Valter Hugo Mãe

Os galegos


Vivemos tão debaixo dos galegos que sempre sinto um boicote este silêncio acerca das suas coisas. De cada vez que atravesso a fronteira tenho a impressão de chegar a casa da família, para ver algum tio ou primo, para perguntar como estão as crianças, o que sonham, o que querem ser no futuro. A Galiza é um passado nosso. Temos raízes partilhadas e não há como não sentir a semelhança e a ternura.

Julgo que temos culpa. Não sei bem explicar. Mas temos culpa por este afastamento que é todo contra a natureza. Entro no Museu Provincial de Pontevedra e fico a ver as imagens de “Galicia Mártir” de Alfonso Castelao. As comoventes imagens do grande mestre são todas tão próximas de uma dor também portuguesa, uma violência e uma pobreza que entendemos tão bem. Não se justifica que Portugal siga sem expor, sem publicar, sem se ver no espelho galego. O tremendo parentesco com os galegos precisaria de atender-se em maior conhecimento, em maior cumplicidade, em maior companhia. Vejo a magnífica obra de Castelao e sinto mesmo vergonha porque não há ressonância entre nós do que isto significa.

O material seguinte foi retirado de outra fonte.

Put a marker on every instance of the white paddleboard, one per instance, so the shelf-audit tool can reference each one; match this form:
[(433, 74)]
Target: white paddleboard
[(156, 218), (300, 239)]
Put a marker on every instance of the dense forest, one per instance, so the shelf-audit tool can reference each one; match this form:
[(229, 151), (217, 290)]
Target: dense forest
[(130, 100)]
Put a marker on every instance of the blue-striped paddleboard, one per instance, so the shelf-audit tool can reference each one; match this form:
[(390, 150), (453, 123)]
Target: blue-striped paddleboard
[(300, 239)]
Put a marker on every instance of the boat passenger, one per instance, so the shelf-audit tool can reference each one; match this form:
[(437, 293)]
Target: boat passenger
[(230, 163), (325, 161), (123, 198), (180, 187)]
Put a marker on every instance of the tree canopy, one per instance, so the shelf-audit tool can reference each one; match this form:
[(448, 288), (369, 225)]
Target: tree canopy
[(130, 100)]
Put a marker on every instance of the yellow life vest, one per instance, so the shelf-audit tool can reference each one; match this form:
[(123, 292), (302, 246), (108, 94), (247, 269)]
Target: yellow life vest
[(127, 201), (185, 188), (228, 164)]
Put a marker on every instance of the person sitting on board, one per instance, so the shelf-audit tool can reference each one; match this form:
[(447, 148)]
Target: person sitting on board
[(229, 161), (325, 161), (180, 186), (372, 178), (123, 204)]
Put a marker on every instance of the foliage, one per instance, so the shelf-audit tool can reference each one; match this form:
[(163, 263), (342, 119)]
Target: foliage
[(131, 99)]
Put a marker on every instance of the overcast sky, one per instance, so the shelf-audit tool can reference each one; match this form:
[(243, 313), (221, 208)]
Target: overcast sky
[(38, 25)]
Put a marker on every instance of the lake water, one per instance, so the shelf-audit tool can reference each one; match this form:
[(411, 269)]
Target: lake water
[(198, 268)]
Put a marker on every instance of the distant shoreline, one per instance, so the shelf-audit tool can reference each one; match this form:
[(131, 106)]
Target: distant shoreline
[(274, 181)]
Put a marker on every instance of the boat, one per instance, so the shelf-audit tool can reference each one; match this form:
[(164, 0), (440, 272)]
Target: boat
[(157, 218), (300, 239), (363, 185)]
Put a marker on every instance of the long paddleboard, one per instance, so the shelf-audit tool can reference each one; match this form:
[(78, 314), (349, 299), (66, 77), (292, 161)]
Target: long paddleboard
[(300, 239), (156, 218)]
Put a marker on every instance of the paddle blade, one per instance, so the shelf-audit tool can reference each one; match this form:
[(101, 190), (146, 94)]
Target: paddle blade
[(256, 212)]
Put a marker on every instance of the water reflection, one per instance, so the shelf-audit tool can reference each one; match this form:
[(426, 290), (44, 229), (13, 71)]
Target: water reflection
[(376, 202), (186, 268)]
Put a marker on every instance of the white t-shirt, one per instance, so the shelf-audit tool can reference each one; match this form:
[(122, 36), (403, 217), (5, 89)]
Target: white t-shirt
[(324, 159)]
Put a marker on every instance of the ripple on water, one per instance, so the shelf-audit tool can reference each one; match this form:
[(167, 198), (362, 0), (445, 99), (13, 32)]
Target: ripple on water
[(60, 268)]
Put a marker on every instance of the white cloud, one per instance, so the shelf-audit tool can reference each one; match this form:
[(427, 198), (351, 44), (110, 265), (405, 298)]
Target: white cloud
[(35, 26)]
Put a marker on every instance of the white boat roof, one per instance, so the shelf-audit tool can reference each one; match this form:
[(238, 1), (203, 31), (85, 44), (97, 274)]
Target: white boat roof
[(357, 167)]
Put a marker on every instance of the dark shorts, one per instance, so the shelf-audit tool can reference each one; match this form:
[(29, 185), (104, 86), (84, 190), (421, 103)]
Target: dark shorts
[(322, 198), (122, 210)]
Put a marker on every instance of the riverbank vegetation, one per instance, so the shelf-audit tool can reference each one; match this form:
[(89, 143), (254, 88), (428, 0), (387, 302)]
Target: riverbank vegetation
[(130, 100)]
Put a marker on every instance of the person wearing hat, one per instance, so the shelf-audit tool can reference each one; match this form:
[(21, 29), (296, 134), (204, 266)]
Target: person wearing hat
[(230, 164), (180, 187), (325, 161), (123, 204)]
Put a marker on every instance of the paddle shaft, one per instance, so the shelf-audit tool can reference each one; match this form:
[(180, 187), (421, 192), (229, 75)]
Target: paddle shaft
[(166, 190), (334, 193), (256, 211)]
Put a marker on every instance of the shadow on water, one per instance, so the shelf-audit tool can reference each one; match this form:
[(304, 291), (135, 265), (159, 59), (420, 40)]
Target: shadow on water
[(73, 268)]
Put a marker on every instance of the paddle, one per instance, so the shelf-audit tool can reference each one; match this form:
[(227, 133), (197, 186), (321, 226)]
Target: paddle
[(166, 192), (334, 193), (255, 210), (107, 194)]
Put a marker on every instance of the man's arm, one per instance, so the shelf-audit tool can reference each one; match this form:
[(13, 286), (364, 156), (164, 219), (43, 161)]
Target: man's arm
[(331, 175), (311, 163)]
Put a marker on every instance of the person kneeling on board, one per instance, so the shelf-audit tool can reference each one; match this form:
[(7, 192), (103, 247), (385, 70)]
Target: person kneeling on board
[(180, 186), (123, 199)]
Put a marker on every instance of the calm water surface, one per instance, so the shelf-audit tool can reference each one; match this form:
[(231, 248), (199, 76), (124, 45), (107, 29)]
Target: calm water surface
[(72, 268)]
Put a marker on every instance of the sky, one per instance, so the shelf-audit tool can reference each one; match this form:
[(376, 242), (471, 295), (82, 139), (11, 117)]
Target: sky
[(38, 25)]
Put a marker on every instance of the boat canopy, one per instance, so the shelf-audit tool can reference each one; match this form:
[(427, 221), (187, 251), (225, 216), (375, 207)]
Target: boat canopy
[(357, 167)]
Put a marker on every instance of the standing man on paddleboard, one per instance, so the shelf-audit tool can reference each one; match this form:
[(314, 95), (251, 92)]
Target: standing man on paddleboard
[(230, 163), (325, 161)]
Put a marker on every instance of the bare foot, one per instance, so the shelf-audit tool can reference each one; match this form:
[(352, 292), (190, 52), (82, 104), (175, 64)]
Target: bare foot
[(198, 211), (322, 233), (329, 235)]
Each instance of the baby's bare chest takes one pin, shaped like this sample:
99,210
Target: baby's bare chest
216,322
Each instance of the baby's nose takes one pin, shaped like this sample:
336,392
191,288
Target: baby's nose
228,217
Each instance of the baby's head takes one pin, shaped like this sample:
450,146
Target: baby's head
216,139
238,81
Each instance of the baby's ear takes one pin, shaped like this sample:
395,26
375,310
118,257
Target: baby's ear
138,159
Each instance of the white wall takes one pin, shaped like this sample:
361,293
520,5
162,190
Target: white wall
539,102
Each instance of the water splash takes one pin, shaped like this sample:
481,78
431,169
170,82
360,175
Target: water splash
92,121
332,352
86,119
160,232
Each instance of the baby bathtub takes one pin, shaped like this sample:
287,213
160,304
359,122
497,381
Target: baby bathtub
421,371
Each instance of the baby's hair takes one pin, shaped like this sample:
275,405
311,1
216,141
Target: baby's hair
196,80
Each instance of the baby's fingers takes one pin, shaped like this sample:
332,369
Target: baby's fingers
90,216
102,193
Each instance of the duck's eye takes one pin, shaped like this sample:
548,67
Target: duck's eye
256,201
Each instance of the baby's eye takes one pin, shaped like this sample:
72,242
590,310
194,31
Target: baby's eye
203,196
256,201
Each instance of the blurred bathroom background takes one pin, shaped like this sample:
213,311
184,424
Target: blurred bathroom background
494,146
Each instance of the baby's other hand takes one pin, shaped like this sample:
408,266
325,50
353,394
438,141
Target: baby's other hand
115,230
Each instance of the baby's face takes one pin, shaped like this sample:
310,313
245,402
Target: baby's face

Em toda a parte somos recebidos com alegria e quando procuramos um livro, uma rua, uma memória, quem nos responde abre o sorriso como se fosse uma alegria entregar o que se sabe e o que se tem. Ainda que seja hora da sesta, e tudo se feche igual ao abandono, há sempre alguém a incentivar que esperemos, porque a partir das cinco da tarde o país regressa à rua como à festa.
A Galiza regressa à rua com suas mágoas e sua esperança, e também se encontram mais e mais as provas de que a matriz genuína da região resiste contra a hegemonia de Castela. Eu gosto muito que se publique em galego, se escreva em galego em toda a parte, e gosto muito quando nos falam nessa voz irmã que tantas vezes explica aquilo que dizemos sem reparar.

Seria uma maravilha que a nossa imprensa tivesse lugar para o que estreia em Vigo, em Santiago ou na Corunha. Valeria ouro que nos informassem acerca do prémio da Fundação Manolo Paz, ou de cada poema de Chus Pato, da vista da ponte alta que deita sobre os viveiros de marisco, da chuva que fertiliza o território. Valeria ouro que nos mostrassem o rosto das pessoas e como se aprumam para cada dia, tão perfeitas para serem mais próximas de nós. Tão perfeitas para lhes desejarmos alegria, porque sinto que é exactamente o que também nos desejam. Uma terra assim tem de ser notícia. Tem de ser a nossa notícia.